8.
(Confusão total. Escuro. O palco desmorona-se, tornando-se um cenário de guerra: montes de cascalho revolto, pedaços de cimento, vigas de aço, peças de automóvel, escombros vários, focos de fumo entre o cascalho e o sol a despontar. ANA permanece no fundo de uma trincheira em posição fetal, com as roupas ensopadas no seu próprio sangue, parecendo inconsciente ou morta. Silêncio. O sol bate-lhe na face e começa a mexer-se. Boceja e espreguiça-se. Ergue-se e senta-se numa trave de madeira. Vai caminhando até ao limite do bunker e encara a audiência)
ANA
O meteorologista anunciou trovoada para hoje, mas como podem ver, nem uma nuvem se vê no céu. Esses meteorologistas, chamando-se a si próprios todo o tipo de nomes engraçados como cientistas e assim... Nunca confiei numa palavra do que dizem, tão fiáveis como a dos políticos. Vocês deviam fazê-lo também. De qualquer forma, gosto de surpresas. E também vocês, ou não?
(Regressa ao bunker, tentando pôr um pouco de ordem. Olha em volta, à procura de algo)
Onde estão vocês que não vos vejo? A esconderem-se de mim outra vez? Vá lá! Mário! Júlia! Vítor! Acordem! Não irei aí acima! Quero-vos aqui em baixo já, pois já estão atrasados para o trabalho! Venham cá! Pelos vistos sou a única não está a fazer gazeta hoje. Vamos! Acordem de vez! E tu onde estás, bichano?(chamando um gato) Tenho aqui a comida especial para ti! Onde te meteste?
9.
(um som ténue de uma batida fá-la parar, olhando com receio em volta. As batidas aumentam gradualmente, até se perceber que é um helicóptero. O som vai aumentando de volume, elevando-se até ser quase insuportável. Um vento forte sacode o palco espalhando os escombros. Entra MÁRIO pelo lado esquerdo, vestido com uniforme militar e mochila, trazendo um rádio e uma dúzia de rosas.
MÁRIO
(comunicando via rádio)
Meu Deus! Não é possível! Que horror! Todos mortos! P’ra frente!
ANA
(Vendo Mário)
Mário! Chegaste cedo! Ainda não são oito! Mas está bem, aproxima-te.
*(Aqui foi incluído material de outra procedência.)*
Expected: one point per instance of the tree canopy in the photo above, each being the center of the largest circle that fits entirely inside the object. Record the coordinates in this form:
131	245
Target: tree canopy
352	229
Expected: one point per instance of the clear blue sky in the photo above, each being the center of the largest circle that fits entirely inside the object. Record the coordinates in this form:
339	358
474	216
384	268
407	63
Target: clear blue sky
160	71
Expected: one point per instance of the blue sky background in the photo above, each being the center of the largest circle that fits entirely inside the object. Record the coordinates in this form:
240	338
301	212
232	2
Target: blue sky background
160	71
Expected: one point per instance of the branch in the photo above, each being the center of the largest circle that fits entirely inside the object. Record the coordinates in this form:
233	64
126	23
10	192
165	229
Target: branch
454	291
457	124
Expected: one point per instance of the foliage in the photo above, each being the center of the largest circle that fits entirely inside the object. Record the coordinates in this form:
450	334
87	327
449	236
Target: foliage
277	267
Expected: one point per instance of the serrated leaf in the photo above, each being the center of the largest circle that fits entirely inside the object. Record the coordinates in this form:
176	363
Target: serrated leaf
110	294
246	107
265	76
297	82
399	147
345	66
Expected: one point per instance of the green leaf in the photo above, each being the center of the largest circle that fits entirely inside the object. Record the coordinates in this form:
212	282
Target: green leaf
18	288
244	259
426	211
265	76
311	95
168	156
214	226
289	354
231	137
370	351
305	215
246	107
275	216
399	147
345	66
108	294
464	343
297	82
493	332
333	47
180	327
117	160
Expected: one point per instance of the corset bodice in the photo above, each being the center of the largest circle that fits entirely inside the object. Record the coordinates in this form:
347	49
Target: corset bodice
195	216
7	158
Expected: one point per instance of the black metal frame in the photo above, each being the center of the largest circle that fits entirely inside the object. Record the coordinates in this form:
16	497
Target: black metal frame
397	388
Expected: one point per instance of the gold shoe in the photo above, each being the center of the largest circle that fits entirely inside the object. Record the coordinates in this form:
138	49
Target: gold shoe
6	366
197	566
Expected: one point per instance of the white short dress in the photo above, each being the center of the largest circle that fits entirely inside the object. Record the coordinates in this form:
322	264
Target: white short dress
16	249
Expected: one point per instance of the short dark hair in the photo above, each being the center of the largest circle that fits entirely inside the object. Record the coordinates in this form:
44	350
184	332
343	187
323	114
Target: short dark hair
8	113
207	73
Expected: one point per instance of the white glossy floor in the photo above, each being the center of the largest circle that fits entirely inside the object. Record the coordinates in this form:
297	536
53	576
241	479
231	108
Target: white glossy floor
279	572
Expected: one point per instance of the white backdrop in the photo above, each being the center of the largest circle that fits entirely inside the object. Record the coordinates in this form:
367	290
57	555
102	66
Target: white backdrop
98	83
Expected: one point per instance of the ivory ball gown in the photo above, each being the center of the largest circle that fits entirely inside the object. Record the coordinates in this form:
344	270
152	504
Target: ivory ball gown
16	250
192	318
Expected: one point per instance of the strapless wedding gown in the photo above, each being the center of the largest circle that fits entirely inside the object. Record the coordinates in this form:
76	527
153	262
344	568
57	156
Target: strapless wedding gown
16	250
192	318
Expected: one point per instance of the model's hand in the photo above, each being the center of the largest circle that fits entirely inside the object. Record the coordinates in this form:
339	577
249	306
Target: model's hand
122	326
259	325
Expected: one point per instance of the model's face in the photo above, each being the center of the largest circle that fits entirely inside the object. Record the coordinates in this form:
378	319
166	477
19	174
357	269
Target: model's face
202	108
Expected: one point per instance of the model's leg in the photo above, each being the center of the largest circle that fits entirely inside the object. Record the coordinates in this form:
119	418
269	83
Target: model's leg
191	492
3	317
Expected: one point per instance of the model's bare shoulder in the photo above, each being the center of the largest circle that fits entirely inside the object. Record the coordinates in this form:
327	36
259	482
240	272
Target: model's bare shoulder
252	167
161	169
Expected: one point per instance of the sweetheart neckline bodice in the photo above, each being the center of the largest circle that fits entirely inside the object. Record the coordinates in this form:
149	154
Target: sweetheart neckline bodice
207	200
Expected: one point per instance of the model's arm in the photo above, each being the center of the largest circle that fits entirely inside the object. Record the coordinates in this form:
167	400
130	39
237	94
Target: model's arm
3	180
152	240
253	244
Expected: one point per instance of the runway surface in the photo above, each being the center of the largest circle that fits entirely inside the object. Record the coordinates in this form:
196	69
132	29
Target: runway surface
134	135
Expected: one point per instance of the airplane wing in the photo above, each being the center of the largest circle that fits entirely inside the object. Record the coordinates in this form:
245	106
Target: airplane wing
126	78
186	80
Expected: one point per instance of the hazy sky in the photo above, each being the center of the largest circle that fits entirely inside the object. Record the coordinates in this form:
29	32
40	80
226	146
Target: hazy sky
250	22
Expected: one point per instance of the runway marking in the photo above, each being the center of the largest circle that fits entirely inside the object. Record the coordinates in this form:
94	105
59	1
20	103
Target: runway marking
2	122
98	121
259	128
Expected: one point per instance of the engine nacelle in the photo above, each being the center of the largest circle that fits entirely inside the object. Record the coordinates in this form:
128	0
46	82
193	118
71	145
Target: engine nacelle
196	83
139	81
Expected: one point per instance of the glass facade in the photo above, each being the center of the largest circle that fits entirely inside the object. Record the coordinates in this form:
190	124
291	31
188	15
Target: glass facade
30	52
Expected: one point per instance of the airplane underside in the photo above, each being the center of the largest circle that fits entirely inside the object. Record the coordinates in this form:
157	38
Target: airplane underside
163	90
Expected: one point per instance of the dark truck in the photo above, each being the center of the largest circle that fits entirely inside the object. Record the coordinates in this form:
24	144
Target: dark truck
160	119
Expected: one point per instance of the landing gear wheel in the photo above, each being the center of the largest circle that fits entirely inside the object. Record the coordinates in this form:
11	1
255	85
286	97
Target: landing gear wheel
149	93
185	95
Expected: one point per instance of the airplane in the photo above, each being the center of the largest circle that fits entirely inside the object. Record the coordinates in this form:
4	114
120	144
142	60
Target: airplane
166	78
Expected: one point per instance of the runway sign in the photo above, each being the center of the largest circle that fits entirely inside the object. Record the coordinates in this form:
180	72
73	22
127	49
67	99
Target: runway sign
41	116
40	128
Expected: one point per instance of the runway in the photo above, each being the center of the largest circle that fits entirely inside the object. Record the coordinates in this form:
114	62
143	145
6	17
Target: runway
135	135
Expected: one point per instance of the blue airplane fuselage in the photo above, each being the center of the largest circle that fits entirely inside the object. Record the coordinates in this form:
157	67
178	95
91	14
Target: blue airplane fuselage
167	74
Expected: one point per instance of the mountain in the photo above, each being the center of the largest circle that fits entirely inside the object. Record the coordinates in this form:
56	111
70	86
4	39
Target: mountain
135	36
Senta-te aí e bebe um café. Estarei pronta dentro de um minuto.
(Volta-se para o Mário e sorri. Este passa por ela e dirige-se para a saída do palco)
Mário, estás bem? Estás a olhar-me de modo estranho. Para onde vais?
MÁRIO
(Empurrando o cascalho à volta e falando para o rádio)
Penso que ela tem também o gato
ANA
(vira-se de costas para Mário e começa a despir-se)
O que disseste acerca do gato, Mário? Não te ouvi bem. É bom ver-te de novo, pois senti muito a tua falta. Esta casa está mais silenciosa do que um cemitério. Será um alívio sair daqui
(Mário coloca as rosas na linha do abrigo e sai pela esquerda.)
Querido, porque não vamos hoje ao cinema? Não te apetece? Estreou agora um filme sobre um médico psiquiatra que consegue trazer os seus doentes de volta à realidade.
(o som do helicóptero aumenta, e depois diminui até desaparecer)
Parece ser fascinante! Chama-se “Despertares”! Parece que o Robin Williams também participa! Que grande actor! Os críticos... Mário? Mário, estás a ouvir-me? (volta-se) Mário? Onde vais? (espreita por cima do abrigo)
(luz de palco fade out, luzes do abrigo fade in. Ana coloca-se no cimo do abrigo, coberta com trapos ensanguentados. Ouve-se um sussurro)
Mas para onde foi ele? O que lhe deu? Estranho… (perturbada) Júlia! Vítor! Quero que desçam, já! Onde diabo estão vocês? Não consigo ver!
(confusa) Cercam-me as trevas! Vítor! Cheira-me a algo podre por aqui e. Ajudem-me! Para onde foram todos? Deviam saber que não se pode confiar nos meteorologistas! Oiçam, as coisas não são tão más como as pessoas as pintam. Reparem no seu lado bom. Está um dia magnífico! Mentiram-vos, como sempre! Eu já não acredito neles! E a vida continua, sabem? Nada tem um fim. Eu atravessarei o vosso silêncio, esconder-me-ei atrás do vosso rosto, sem retorno. Bem sei como é doloroso, mas olhem para mim, oiçam-me! Assim ficarei. Mesmo depois de as luzem se apagarem. Ficarei! Mil estrelas contemplarão o vosso sono! E agora, podem ir!